Dt 18,15-20: “El Señor, tu Dios, te suscitará un profeta como yo”.
Sal 94,1-2.6-9: Ojalá escuchéis hoy su voz: no endurezcáis vuestro corazón.
1Co 7,32-35: El célibe se preocupa de los asuntos del Señor, buscando contentar al Señor.
Mc 1,21-28: No enseñaba como los letrados, sino con autoridad.
Como excediendo sus propias capacidades, el olfato permite lanzar un veredicto sobre situaciones intuyendo lo que los otros sentidos no alcanzan a descubrir, para determinar si algo es bueno o malo, dependiendo de cómo nos “huela” el asunto. Esa intuición asociada al olfato (tal vez porque la nariz es el apéndice que se estira hacia adelante destacando sobre el resto de componentes de la cara), parece indicar que los acontecimientos desprenden como cierto olor (en modo figurado, claro), por el que declaramos anticipadamente su conveniencia o no.
Así, por ejemplo, los israelitas de los que nos habla la primera lectura, se olían a sí mismos pequeños y frágiles ante la presencia de Dios, por lo que requerían de este un mediador, como Moisés, para ser mensajero entre el Altísimo y su pueblo. Querían a uno que oliese como ellos para salvar distancias con el Señor, al que concebían sublime y terrible. Ese mediador le enseñaría el “olor” de Dios, para lo cual hace falta tener un trato de cercanía con Él. La promesa de esta persona de mediación se cumpliría de forma perfecta en Jesús, como se muestra en el evangelio.
No todo el que dice venir de parte de Dios viene realmente de Él y, entre los que deberían venir, no todos cumplen con lo que se esperaría de ellos. Tiene el Señor especial interés en que lo conozcamos, pero no lo hará sin mediador, Jesucristo, y con Él, de muchos otros que han de dar testimonio del Hijo de Dios. El olfato del pueblo es fino para descubrir al hombre de Dios del embustero, y al íntegro del tibio. Cuando uno habla en su propio nombre, cuando actúa con ocurrencias sin contraste, cuando las obras se aproximan a la improvisación o cuando se pretende imponer lo que se dice… entonces se huele poco a Dios.
En la actividad de Jesús que nos describe el evangelio de Marcos, se destaca en dos ocasiones su “autoridad”: primero con relación a su enseñanza y luego a su poder sobre el mal. En el primer caso en contraste con los escribas, los judíos conocedores de la ley, pero que enseñaban como de memoria, sin una relación estrecha con Dios; y en el segundo caso en contraste con los espíritus inmundos, que se imponían con violencia y miedo. En la autoridad de Jesús descubrimos una cualidad fundamental que el pueblo “olía”, percibía pronto y con claridad. Tiene su fuente en el Padre, que le da poder y lo envía para mostrar quién es Dios e instaurar su Reino. Indica que es señor de la historia y guía del mundo, para llevarlo a reconocer quién es su Dios y cuánto le ama. No se lo da a sí mismo, sino que le viene del Padre.

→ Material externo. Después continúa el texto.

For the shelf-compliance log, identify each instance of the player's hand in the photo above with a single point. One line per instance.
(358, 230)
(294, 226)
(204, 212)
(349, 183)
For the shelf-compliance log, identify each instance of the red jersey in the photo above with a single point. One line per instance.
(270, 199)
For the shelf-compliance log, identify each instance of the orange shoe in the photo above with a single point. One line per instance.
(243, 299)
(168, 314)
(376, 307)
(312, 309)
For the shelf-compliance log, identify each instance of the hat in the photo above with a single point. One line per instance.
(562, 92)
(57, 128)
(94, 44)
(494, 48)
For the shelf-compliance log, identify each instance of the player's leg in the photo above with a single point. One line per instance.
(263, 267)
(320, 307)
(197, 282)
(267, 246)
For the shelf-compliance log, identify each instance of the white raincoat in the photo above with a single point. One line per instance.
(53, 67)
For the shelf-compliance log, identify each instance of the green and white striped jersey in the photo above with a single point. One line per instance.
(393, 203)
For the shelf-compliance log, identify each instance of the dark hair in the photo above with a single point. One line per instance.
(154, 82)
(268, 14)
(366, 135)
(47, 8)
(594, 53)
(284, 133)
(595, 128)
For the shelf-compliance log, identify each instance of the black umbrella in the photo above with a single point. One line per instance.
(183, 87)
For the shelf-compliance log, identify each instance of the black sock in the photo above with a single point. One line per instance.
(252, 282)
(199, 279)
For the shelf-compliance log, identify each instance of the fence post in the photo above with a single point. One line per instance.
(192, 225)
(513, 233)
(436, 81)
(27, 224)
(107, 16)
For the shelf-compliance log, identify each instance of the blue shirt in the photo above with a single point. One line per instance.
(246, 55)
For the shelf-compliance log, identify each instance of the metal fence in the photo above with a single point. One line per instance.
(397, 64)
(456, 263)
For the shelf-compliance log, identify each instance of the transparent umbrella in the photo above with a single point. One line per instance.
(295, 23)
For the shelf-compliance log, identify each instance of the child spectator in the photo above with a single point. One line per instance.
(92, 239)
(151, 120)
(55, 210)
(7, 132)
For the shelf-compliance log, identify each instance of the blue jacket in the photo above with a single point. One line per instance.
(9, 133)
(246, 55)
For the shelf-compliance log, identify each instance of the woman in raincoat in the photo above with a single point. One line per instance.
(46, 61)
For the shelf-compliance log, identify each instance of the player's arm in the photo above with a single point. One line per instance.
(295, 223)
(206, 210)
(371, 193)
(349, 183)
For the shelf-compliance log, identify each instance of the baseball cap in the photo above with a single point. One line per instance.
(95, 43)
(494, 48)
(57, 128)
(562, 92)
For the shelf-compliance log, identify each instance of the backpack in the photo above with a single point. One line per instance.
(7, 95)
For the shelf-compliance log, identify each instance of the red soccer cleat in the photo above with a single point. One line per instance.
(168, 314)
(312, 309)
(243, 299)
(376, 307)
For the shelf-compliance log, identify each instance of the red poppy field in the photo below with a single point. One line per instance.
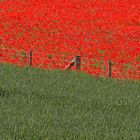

La autoridad de Jesús es el poder para cumplir con lo que Dios Padre le manda, promoviendo el crecimiento de toda persona. Esto excluye el miedo, la violencia, el avasallamiento, la imposición o el descuido, la indiferencia, la permisividad, el irenismo… Jesucristo huele a la misericordia y la verdad de Dios, lo que hace que su autoridad esté avalada, que tenga realmente la autoridad que busca el pueblo y que da lo que necesita cada persona en cada momento.
Es necesaria una relación asidua con Dios para obrar con la autoridad de Jesucristo. San Pablo en la carta a los Corintios de la segunda lectura habla de que esa relación es mayor entre los célibes que entre los casados, porque los primeros no tienen que preocuparse más que de buscar la voluntad de Dios, mientras que los segundos hay de agradar también a sus cónyuges. El texto precisa explicación con matices: porque quien busca la felicidad de su marido o mujer, ¿no está cumpliendo con la voluntad de Dios? En todo caso la relación con Dios le viene desde su propio contexto vital y, de ahí podemos decir también, que su autoridad le vendrá del Padre en la medida en que cumpla, en sus circunstancias, con aquello que Él le pide. Hacen falta personas con esta autoridad entre los casados, para testimoniar el amor de Dios en su amor esponsal; entre los consagrados, para dar testimonio de un amor sin exclusividad… y de cada uno en su estado de vida. Todos son “autoridades” que huelen al amor entrañable del Señor, que, en la medida en que es vivido desde Él, causan asombro entre los demás y se descubre en ellos a personas de Dios.